Orangs-outans – Au bord de l’extinction

Arriverons-nous à stopper la déforestation ?

Le changement climatique et les activités anthropiques ont entraîné une perte croissante d’habitats, de biodiversités et d’écosystèmes dans le monde entier. Cela a amené de nombreuses espèces au bord de l’extinction. Les orangs-outans sont l’une de ces espèces qui sont sous les feux de la rampe depuis de nombreuses années, car leur population continue de décliner en raison d’une menace pour leur habitat et de la raréfaction des sources de nourriture, ce qui entraîne la mort et la famine de nombreuses personnes.

Les orangs-outans – un mot malais qui signifie « Personne de la forêt » – sont les plus grands mammifères grimpant aux arbres et les seuls grands singes d’Asie. Il fut un temps où leur population était répartie dans toute l’Asie du Sud-Est, mais aujourd’hui, ils sont confinés à deux îles – Sumatra en Indonésie et Bornéo qui a été partagée entre l’Indonésie, la Malaisie et le Brunei. La vie de ces créatures arboricoles rousses aux longs bras et aux jambes crochues a été mise en danger par les impacts humains et le changement climatique. 

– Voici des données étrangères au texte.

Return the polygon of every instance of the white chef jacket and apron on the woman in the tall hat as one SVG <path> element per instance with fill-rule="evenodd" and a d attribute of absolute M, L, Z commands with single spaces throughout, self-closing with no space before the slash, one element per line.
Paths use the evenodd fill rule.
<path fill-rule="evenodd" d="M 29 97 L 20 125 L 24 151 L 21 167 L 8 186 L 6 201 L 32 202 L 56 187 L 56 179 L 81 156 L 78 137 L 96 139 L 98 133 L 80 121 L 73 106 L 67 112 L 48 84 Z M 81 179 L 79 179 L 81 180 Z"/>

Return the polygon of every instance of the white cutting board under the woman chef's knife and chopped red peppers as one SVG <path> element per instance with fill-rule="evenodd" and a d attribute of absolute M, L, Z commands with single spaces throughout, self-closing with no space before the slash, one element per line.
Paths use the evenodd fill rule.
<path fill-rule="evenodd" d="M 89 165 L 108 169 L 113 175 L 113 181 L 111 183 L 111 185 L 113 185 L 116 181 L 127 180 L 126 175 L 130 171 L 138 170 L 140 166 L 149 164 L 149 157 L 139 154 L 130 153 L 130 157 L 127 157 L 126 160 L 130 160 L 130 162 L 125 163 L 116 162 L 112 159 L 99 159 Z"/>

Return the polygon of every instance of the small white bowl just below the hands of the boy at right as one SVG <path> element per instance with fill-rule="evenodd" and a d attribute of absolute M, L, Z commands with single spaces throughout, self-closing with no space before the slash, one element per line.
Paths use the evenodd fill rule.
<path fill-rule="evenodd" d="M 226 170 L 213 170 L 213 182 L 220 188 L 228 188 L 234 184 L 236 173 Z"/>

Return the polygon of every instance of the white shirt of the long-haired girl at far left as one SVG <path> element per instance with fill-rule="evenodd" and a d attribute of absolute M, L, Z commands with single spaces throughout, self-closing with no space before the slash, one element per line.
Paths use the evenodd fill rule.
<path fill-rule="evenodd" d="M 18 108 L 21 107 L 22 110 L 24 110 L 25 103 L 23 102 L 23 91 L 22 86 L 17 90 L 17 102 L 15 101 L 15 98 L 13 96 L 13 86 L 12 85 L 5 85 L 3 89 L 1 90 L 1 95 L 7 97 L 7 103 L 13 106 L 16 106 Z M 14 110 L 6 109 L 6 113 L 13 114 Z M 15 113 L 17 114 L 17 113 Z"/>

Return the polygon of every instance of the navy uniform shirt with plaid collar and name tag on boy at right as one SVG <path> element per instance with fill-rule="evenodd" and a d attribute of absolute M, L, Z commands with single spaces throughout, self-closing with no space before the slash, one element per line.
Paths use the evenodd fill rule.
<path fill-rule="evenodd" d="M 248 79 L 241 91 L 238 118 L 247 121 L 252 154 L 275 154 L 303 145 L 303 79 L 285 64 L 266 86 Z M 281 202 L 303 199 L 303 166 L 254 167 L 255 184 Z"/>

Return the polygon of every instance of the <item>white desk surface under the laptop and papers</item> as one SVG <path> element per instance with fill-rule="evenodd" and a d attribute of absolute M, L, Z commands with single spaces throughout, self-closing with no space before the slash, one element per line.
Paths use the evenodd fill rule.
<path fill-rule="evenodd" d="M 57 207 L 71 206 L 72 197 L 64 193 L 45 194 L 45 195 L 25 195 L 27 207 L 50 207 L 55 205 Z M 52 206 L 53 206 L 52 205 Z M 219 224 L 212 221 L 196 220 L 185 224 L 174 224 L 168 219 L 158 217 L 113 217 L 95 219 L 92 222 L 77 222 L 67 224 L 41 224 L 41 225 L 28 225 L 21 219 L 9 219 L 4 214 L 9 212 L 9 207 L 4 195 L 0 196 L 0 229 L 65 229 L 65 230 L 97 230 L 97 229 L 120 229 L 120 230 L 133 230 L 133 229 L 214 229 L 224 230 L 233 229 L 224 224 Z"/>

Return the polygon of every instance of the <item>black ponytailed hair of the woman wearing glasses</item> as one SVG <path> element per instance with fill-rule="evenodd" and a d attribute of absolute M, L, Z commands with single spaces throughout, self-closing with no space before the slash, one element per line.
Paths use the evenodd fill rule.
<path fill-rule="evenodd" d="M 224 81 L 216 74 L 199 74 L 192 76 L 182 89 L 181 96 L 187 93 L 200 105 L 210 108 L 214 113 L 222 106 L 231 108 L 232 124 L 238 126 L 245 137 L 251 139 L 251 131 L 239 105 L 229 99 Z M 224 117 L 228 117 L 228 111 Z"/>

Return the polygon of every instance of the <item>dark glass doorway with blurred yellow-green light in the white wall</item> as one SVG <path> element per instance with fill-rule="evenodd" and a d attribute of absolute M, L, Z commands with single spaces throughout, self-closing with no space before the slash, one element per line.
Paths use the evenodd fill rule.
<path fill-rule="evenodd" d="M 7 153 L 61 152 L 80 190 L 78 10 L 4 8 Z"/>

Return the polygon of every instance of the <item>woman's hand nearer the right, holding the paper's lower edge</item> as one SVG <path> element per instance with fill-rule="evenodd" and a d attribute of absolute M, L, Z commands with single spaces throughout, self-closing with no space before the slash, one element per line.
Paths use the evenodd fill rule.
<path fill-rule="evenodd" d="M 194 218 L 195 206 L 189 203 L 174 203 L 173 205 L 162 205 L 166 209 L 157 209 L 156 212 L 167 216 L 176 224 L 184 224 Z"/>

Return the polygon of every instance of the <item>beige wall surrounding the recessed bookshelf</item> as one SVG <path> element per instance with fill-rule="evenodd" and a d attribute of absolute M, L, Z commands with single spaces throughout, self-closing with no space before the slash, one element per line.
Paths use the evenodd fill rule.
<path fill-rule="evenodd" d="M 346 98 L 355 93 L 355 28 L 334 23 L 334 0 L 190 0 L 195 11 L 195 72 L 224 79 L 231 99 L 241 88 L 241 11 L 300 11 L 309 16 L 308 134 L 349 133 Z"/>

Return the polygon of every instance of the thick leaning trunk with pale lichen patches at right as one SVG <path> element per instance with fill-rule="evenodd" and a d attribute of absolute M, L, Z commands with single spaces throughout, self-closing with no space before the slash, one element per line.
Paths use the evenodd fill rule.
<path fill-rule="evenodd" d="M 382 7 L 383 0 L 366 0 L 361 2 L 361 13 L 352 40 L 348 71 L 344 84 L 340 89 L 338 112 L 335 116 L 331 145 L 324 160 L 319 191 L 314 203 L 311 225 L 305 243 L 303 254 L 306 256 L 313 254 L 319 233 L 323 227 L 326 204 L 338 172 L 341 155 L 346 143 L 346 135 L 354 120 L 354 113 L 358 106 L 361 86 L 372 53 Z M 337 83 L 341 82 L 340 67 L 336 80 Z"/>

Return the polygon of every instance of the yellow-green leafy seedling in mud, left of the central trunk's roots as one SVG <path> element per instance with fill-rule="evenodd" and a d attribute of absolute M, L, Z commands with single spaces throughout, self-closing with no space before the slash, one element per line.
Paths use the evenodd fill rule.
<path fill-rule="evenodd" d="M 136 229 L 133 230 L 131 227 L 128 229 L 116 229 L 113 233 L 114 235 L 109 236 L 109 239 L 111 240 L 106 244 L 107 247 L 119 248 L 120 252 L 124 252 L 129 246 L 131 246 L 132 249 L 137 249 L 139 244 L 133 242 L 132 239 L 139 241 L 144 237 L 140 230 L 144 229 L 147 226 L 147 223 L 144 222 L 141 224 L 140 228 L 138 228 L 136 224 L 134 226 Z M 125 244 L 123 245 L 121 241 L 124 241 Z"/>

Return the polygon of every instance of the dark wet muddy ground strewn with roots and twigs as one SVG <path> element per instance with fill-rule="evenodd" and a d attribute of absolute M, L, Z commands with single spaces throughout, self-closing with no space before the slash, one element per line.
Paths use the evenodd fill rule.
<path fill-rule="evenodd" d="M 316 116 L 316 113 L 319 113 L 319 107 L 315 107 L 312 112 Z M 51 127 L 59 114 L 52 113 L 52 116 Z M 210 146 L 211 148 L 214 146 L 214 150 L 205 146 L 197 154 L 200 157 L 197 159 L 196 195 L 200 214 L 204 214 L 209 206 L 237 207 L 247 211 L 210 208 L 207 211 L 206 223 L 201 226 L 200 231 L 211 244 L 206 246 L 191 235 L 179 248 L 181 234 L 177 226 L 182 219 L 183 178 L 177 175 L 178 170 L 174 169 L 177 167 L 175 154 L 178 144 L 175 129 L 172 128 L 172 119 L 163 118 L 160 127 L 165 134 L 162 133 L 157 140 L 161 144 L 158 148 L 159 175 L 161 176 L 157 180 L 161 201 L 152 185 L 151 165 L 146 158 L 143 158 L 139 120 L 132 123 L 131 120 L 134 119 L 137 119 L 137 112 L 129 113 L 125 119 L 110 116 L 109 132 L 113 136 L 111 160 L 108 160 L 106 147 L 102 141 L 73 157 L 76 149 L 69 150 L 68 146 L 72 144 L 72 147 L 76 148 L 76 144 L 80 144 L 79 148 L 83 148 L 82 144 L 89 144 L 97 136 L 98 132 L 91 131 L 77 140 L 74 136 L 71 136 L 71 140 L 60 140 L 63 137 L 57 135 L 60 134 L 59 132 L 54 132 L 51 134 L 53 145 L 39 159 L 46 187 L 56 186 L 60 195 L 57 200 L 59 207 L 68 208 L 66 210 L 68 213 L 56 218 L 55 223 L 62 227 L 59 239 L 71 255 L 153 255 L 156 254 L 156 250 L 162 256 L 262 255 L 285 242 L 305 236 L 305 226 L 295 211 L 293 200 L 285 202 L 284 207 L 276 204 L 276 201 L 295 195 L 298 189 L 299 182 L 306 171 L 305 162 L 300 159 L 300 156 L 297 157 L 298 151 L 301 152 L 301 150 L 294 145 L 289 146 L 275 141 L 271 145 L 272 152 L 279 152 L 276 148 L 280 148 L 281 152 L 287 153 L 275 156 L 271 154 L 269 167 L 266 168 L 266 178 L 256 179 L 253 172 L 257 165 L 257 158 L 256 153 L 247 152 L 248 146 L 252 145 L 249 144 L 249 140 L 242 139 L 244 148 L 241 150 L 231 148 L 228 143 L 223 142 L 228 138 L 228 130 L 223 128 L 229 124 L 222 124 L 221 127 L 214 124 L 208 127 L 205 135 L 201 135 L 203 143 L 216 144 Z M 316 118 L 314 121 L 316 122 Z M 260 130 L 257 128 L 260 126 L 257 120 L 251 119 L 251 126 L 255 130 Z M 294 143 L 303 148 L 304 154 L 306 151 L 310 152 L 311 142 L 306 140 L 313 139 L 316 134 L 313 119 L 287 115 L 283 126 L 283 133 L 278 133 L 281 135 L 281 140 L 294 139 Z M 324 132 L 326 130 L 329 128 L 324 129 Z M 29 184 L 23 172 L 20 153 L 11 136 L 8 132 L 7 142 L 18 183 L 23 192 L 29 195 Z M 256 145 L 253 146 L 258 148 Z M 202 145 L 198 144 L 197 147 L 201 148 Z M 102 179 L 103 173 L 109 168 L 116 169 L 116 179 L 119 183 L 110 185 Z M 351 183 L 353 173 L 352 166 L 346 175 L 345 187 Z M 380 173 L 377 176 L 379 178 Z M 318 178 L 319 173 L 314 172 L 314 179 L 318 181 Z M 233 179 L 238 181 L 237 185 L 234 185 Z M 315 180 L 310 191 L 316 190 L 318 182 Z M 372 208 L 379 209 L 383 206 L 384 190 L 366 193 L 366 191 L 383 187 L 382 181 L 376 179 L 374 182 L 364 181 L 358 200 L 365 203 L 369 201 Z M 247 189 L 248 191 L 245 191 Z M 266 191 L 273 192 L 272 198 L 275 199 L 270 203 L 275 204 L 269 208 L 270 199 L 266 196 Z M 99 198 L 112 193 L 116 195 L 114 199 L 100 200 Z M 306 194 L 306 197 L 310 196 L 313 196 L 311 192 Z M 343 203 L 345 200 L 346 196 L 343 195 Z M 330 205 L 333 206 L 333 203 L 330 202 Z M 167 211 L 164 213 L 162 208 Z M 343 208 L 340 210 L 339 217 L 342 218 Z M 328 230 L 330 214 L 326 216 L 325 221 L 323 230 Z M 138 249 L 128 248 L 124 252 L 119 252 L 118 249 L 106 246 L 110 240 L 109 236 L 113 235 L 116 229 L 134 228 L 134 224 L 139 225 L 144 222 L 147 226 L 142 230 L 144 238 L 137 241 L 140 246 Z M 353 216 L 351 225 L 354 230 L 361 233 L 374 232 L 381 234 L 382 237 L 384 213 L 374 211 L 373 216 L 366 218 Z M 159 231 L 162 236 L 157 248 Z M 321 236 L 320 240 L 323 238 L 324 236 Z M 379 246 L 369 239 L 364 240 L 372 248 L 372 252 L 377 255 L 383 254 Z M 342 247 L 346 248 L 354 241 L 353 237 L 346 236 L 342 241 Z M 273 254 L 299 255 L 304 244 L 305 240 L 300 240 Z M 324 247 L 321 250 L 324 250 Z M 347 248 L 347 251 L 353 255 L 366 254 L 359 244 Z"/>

La déforestation dans les zones de forêt tropicale humide d’Indonésie et de Malaisie a connu une augmentation massive au cours des deux dernières décennies, principalement due à l’exploitation forestière, à la culture des palmiers à huile pour la production d’huile de palme, à l’exploitation minière et aux usines de papier. Ce déboisement a détruit l’habitat de nombreuses plantes et de nombreux animaux, y compris celui des orangs-outans. En plus de la déforestation, ils sont également chassés pour leur viande et sont souvent tués par les villageois en réponse aux pillages des cultures. Les orangs-outans sont connus pour endommager les cultures et voler les fruits ; les agriculteurs pauvres n’ont parfois pas d’autre choix pour sauver leurs cultures et leurs moyens de subsistance que d’abattre ces singes.

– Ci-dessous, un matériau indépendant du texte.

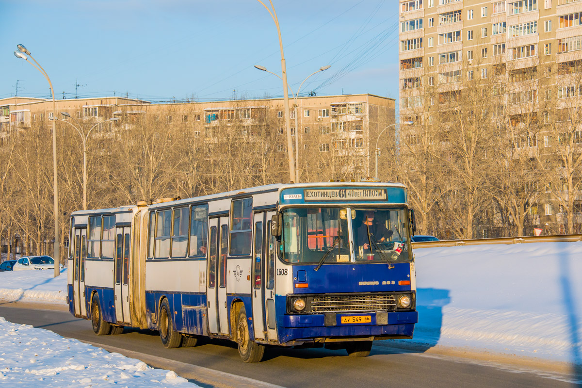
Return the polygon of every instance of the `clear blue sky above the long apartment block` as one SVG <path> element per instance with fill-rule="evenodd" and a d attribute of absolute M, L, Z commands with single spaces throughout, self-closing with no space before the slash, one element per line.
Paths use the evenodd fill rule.
<path fill-rule="evenodd" d="M 268 5 L 268 0 L 265 0 Z M 289 83 L 318 95 L 398 97 L 396 0 L 274 0 Z M 281 96 L 275 23 L 257 0 L 0 0 L 0 98 L 48 97 L 42 75 L 12 54 L 25 45 L 56 98 L 148 101 Z M 233 92 L 235 90 L 235 92 Z"/>

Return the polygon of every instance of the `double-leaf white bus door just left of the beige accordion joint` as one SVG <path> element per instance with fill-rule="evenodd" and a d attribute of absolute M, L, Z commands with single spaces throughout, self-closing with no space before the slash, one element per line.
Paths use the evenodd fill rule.
<path fill-rule="evenodd" d="M 130 323 L 129 316 L 129 234 L 131 227 L 117 227 L 115 233 L 115 319 Z"/>

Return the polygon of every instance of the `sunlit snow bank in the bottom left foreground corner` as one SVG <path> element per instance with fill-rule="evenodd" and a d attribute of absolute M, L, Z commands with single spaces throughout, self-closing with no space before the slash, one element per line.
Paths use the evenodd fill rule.
<path fill-rule="evenodd" d="M 173 371 L 0 317 L 0 385 L 195 388 Z"/>

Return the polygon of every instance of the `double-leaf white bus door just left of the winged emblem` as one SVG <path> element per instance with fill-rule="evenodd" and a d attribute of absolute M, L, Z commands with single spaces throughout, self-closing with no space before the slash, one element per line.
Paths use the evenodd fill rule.
<path fill-rule="evenodd" d="M 208 279 L 206 298 L 208 331 L 228 334 L 228 308 L 226 307 L 226 254 L 228 252 L 228 217 L 211 218 L 208 222 Z"/>

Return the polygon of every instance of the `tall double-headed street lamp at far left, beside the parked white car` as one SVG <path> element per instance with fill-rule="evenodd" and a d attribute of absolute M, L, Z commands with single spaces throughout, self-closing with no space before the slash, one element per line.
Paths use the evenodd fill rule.
<path fill-rule="evenodd" d="M 40 65 L 40 63 L 38 63 L 37 60 L 34 59 L 32 55 L 30 55 L 30 51 L 28 51 L 26 49 L 26 47 L 24 47 L 22 44 L 19 44 L 16 47 L 18 48 L 18 51 L 14 52 L 14 55 L 16 56 L 16 58 L 21 58 L 21 59 L 26 60 L 26 62 L 28 62 L 31 65 L 33 65 L 34 67 L 36 67 L 36 69 L 39 72 L 41 72 L 42 75 L 47 79 L 48 84 L 51 87 L 51 94 L 52 94 L 52 116 L 53 116 L 53 118 L 56 118 L 55 91 L 52 88 L 51 79 L 49 79 L 47 72 L 45 72 L 44 69 L 42 69 L 42 66 Z M 29 56 L 32 60 L 34 60 L 34 63 L 36 63 L 36 65 L 34 65 L 34 63 L 30 62 Z M 54 256 L 55 256 L 55 277 L 57 277 L 61 273 L 60 272 L 61 256 L 60 256 L 60 252 L 59 252 L 59 190 L 58 190 L 58 186 L 56 183 L 56 124 L 55 124 L 55 120 L 53 120 L 53 122 L 52 122 L 52 192 L 53 192 L 53 196 L 55 198 L 55 204 L 54 204 L 54 207 L 55 207 L 54 208 L 54 212 L 55 212 Z"/>

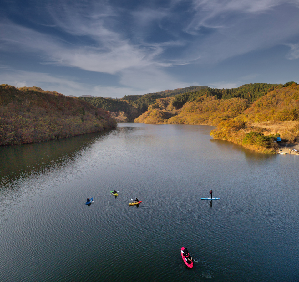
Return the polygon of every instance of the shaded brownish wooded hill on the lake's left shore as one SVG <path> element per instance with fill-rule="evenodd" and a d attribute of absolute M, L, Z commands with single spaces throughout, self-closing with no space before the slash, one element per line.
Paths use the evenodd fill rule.
<path fill-rule="evenodd" d="M 77 97 L 38 87 L 0 85 L 0 145 L 23 144 L 101 131 L 111 115 Z"/>

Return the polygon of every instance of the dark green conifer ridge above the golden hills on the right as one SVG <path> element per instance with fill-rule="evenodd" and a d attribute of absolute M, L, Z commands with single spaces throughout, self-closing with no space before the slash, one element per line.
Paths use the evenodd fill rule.
<path fill-rule="evenodd" d="M 292 83 L 292 82 L 288 82 Z M 175 107 L 182 107 L 186 102 L 192 102 L 198 99 L 200 96 L 215 96 L 217 99 L 231 99 L 241 98 L 246 99 L 249 102 L 254 102 L 260 97 L 266 95 L 274 89 L 281 88 L 282 84 L 267 84 L 267 83 L 251 83 L 244 84 L 237 88 L 231 89 L 216 89 L 216 88 L 205 88 L 199 91 L 187 92 L 177 95 L 173 102 Z"/>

La déforestation a contribué au changement climatique. La région a connu des événements climatiques extrêmes dans un passé récent. La sécheresse de 2015 a fait de nombreuses victimes parmi ces animaux et ces plantes dans le parc national de Kuntai en Indonésie. L’augmentation de la température, l’effet El Niño et le défrichement de la forêt ont desséché les forêts et les zones environnantes. Cela a rendu les incendies de forêt fréquents. Cette perte d’habitat et de sources de nourriture a fait des orangs-outans une espèce en danger critique d’extinction. Selon la dernière enquête, il ne reste plus que 54 000 orangs-outans à Bornéo et environ 14 600 à Sumatra. Les deux dernières décennies ont vu la mort de plus de 100 000 orangs-outans à Bornéo même. On estime qu’au cours des 35 prochaines années, la déforestation entraîne à elle seule la perte de quelque 45 000 orangs-outans.

Des efforts sont faits pour que les forêts tropicales humides soient à l’épreuve du temps afin que l’habitat naturel et les sources de nourriture de ces animaux en furie puissent être assurés. Alors que les menaces de la déforestation et du braconnage continuent à inquiéter ces singes, les défenseurs de la nature ont essayé de limiter les conséquences du changement climatique sur ces forêts. La restauration de l’écosystème par la plantation d’arbres plus résistants au changement climatique est l’une des mesures positives prises dans ce sens. Des espèces végétales telles que l’arbre à bois dur, l’Ulin, et un palmier indigène, le Bendang, sont plantées dans les zones tampons autour des zones vulnérables aux incendies.

Pour assurer leur sécurité alimentaire future, des espèces telles que le Dracontomelon dao, un arbre de la canopée tropicale, et le Kleinhovia hospita, un arbre tropical à feuillage persistant, sont plantées le long des vignes que les orangs-outans utilisent pour se déplacer dans la forêt. La restauration de ces habitats et de ces sources de nourriture nécessite la participation de nombreuses parties prenantes et, à moins que celles-ci, y compris le gouvernement et les entreprises impliquées dans l’exploitation minière et forestière, n’apportent leur plein soutien aux travaux de reboisement, sauver les orangs-outans serait une tâche herculéenne.